City | Brookville, Pennsylvania |
---|---|
Broadcast area | Brookville/DuBois, Pennsylvania |
Branding | Kool 103.3 |
Slogan | Classic Hits |
Frequency | 103.3 MHz |
First air date | February 14, 2000 |
Format | Classic Hits |
ERP | 10,500 watts |
HAAT | 151 meters |
Class | B1 |
Facility ID | 81912 |
Callsign meaning | "KooL" (part of branding) |
Affiliations | Classic Hits (ABC Radio) |
Owner |
Renda Broadcasting Corporation (Renda Radio, Inc.) |
Website | kool1033fm.com |
WKQL (103.3 FM) is a classic hits formatted radio station. The station is licensed to Brookville, Pennsylvania, where it maintains its transmitter facility, but the station's programming and administration functions originate in Punxsutawney, where it shares studio space with its affiliate stations WPXZ and WECZ.
Since signing on the air for the first time in February 2000, this station had used the call letters WYTR, but had always maintained an oldies format, through ABC/SMN's Classic Hits (formerly "Oldies Radio") music format. At the time of its initial sign on, the station had very briefly used the call letters WBEU. Another set of call letters, WBKV (for Brookville), were proposed but never used.

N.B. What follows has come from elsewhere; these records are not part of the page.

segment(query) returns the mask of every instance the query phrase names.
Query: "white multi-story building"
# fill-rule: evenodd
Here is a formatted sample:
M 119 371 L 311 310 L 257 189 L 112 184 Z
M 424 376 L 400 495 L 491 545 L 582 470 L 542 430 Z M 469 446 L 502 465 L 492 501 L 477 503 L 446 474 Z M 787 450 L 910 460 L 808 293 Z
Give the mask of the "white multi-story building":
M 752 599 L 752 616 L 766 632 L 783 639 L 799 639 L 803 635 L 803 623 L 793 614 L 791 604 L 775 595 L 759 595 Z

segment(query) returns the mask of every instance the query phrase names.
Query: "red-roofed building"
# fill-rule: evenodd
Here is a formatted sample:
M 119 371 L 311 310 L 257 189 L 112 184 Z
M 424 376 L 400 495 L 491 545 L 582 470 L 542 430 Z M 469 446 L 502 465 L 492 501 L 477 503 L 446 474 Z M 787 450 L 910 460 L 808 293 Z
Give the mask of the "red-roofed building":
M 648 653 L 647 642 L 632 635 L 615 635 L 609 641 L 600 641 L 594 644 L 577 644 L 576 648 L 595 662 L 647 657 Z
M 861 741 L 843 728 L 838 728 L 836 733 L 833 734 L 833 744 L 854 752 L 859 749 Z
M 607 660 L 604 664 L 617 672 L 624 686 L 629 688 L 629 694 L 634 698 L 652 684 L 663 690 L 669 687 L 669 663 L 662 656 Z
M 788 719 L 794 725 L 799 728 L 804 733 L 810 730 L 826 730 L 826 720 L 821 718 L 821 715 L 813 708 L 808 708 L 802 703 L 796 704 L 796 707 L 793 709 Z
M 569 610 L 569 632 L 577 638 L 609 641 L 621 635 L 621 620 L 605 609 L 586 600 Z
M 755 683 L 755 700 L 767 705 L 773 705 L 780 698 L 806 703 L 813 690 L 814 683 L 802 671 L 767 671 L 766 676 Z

WKQL "Kool 103.3" serves Clarion, Clearfield, Elk, Forest, Indiana, Jefferson, and Cambria counties. The station is owned and operated by Renda Radio, Inc. The station added a local website (oldiesradioonline.com is ABC/SMN's site) http://www.kool1033fm.com/ in September 2007.
The groundwork for WKQL was laid in the mid 1990s, when Anthony F. Renda, president of Renda Broadcasting Corporation, wanted to put a new radio station on the air that would also, in part, serve his hometown of Indiana, Pennsylvania.
Through a series of engineering maneuvers, Renda learned that 103.3 could go on the air with a powerful regional signal if some signal shuffling among other FM's in northwest Pennsylvania occurred. This affected stations in his hometown of Indiana, his co-owned property in neighboring Punxsutawney, and competing stations in St. Mary's, Brookville, Barnesboro, Emporium, Reynoldsville and Clearfield.